Histograms

A histogram is a table used to tally the frequency of data. Each data value is mapped to a bin. The histogram itself is just a vector of real numbers labeled by the categories, the bin index. The Histogram<T> class represents a histogram where the generic type argument defines the type of the bins. For categorical data, there is one bin for every category. The type of the bins is the same as the data. For continuous variables (real or date/time), the bins are defined by intervals. The bins are of type Interval<T>, and the bin index is of type IntervalIndex<T>.

Constructing histograms

There are two basic ways to create a histogram: you can create an empty histogram ready to receive data to tally, or you can create a histogram from a data source that has the data tallied.

Constructing empty histograms

Empty histograms are created using one of the overloads of the Histogram.CreateEmpty method. This method has three overloads. The first two can be used for continuous data. The third overload can be used for both continuous and categorical data.

The first overload takes one or two arguments. The first is a list of boundaries for the bins. The optional second argument is a SpecialBins value that specifies whether to create bins for values smaller than the lowest bound or larger than the highest bound. The following table lists the possible values:

Values of the SpecialBins enumeration

Name

Description

None

No special bins are included.

BelowMinimum

There is a special bin for values below the scale's minimum value.

AboveMaximum

There is a special bin for values above the scale's maximum value.

If the BelowMinimum bin is included, this bin is the first bin in the collection. If the AboveMaximum bin is included, it is the last bin in the collection. The following creates two empty histograms. The second has a bin for values smaller than 50:

C#
double[] bounds = new double[] { 50, 62, 74, 88, 100 };
var histogram1 = Histogram.CreateEmpty(bounds);
var histogram2 = Histogram.CreateEmpty(bounds, SpecialBins.BelowMinimum);

The second overload takes three arguments. The first two are the lower bound of the lowest bin, and the upper bound of the highest bin. The third argument is the total number of bins.
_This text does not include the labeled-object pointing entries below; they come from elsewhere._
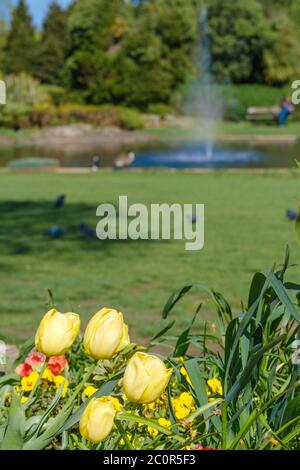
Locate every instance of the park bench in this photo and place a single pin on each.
(263, 114)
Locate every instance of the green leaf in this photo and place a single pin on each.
(175, 297)
(105, 390)
(183, 341)
(162, 332)
(132, 418)
(246, 375)
(13, 438)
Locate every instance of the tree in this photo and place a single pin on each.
(239, 33)
(53, 46)
(92, 39)
(20, 45)
(281, 58)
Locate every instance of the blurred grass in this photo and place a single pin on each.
(227, 128)
(246, 230)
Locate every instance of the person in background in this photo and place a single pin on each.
(95, 163)
(286, 108)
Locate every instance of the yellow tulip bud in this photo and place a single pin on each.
(57, 332)
(146, 378)
(97, 420)
(106, 334)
This creates an empty histogram with the specified number of bins that are all equal in width. An optional fourth argument is once again a SpecialBins value that indicates which special values should be tabulated in addition to those within the specified interval. The code below creates a histogram with five bins for values between 50 and 100:

C#
var histogram3 = Histogram.CreateEmpty(50.0, 100.0, 5);
var bins = new IntervalIndex<double>(50.0, 100.0, 5);
var histogram4 = Histogram.CreateEmpty(bins);

The third overload takes 1 argument: the Index<T> that contains the labels for the bins. This constructor is suitable for categorical data as well as continuous data when the supplied index is a previously created IntervalIndex<T>

C#
var index = Index.Create(new[] { "High", "Medium", "Low" });
var histogram5 = Histogram.CreateEmpty(index);

Constructing histograms from data

The Histogram class defines an extension method, CreateHistogram that transforms the data in a vector into a histogram. This method has many overloads which mirror to some degree the overloads of the CreateEmpty<T>(Index<T>) method.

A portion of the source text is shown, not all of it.